There are two tiers of local government covering Stotfold, at parish (town) and unitary authority level: Stotfold Town Council and Central Bedfordshire Council. The town council is based at the Greenacre Centre, which was built in 2016.

Stotfold was an ancient parish. When elected parish and district councils were created in 1894 it was given a parish council and included in the Biggleswade Rural District. In 1974 the Biggleswade Rural District was replaced by Mid Bedfordshire. At the same time, parish councils were given the right to declare their parishes to be a town, which Stotfold did with effect from 1 April 1974. Mid Bedfordshire and Bedfordshire County Council were both abolished 2009, when Stotfold became part of the unitary authority of Central Bedfordshire. The parish of Stotfold historically included the Fairfield area, which was made a separate parish in 2013.

==Education==
It is in the catchment zone for Samuel Whitbread Academy, which has an upper school and sixth form.

==Media==
Local news and television programmes are provided by BBC East and ITV Anglia. Television signals are received from the Sandy Heath TV transmitter. Local radio stations are BBC Three Counties Radio on 95.5 FM, Heart East on 96.9 FM and BigglesFM is a licensed community radio station transmitting from nearby Potton on 104.8 FM and online. Full-time broadcasting began in April 2011. The town is served by the local newspapers, The Comet, Biggleswade Chronicle, and The Stotfold and Arlesey News Magazines, a local magazine which is distributed free to every households in the town and Arlesey.

==Sport and leisure==

Stotfold has a Non-League football club Stotfold F.C., which plays at New Roker Park.
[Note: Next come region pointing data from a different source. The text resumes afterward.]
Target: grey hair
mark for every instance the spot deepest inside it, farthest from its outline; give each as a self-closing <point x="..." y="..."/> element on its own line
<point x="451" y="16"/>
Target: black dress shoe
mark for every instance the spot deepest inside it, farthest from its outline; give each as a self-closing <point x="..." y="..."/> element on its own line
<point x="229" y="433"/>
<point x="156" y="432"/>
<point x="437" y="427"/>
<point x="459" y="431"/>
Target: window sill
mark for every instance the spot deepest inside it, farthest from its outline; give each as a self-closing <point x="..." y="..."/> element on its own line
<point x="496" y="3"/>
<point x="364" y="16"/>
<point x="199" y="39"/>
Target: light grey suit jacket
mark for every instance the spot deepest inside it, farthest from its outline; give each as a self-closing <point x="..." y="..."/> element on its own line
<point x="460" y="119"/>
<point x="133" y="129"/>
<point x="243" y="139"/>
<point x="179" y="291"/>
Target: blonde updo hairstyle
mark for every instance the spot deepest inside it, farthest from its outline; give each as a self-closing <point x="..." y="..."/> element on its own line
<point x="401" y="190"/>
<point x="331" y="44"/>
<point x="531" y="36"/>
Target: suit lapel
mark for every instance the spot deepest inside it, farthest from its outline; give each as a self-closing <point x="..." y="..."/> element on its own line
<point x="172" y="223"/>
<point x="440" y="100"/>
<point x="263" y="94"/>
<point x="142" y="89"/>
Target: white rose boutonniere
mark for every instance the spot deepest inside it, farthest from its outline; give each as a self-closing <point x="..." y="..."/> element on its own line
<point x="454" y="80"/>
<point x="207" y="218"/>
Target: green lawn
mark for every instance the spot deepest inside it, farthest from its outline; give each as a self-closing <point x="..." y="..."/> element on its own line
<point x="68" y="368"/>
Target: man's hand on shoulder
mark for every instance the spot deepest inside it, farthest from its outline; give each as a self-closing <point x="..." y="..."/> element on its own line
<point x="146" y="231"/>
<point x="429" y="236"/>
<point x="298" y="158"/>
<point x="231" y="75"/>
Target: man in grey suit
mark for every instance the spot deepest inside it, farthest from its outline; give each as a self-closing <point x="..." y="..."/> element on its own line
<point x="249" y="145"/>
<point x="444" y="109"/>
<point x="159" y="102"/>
Stotfold is also home to the Stotfold Stunners RC, est. 2024. Notable former members include two-time quiz champion and renowned "Swiftie", Carl Lane.

==Famous residents==

- Kevin Gentle (born 1959), former cricketer
- Nicky Hunt, Commonwealth Games Gold winner/Olympic hopeful (archery)
- Olympic and world champion track cyclist Victoria Pendleton was brought up in Stotfold. In 2007, the cycle track between Arlesey and Stotfold was renamed in her honour.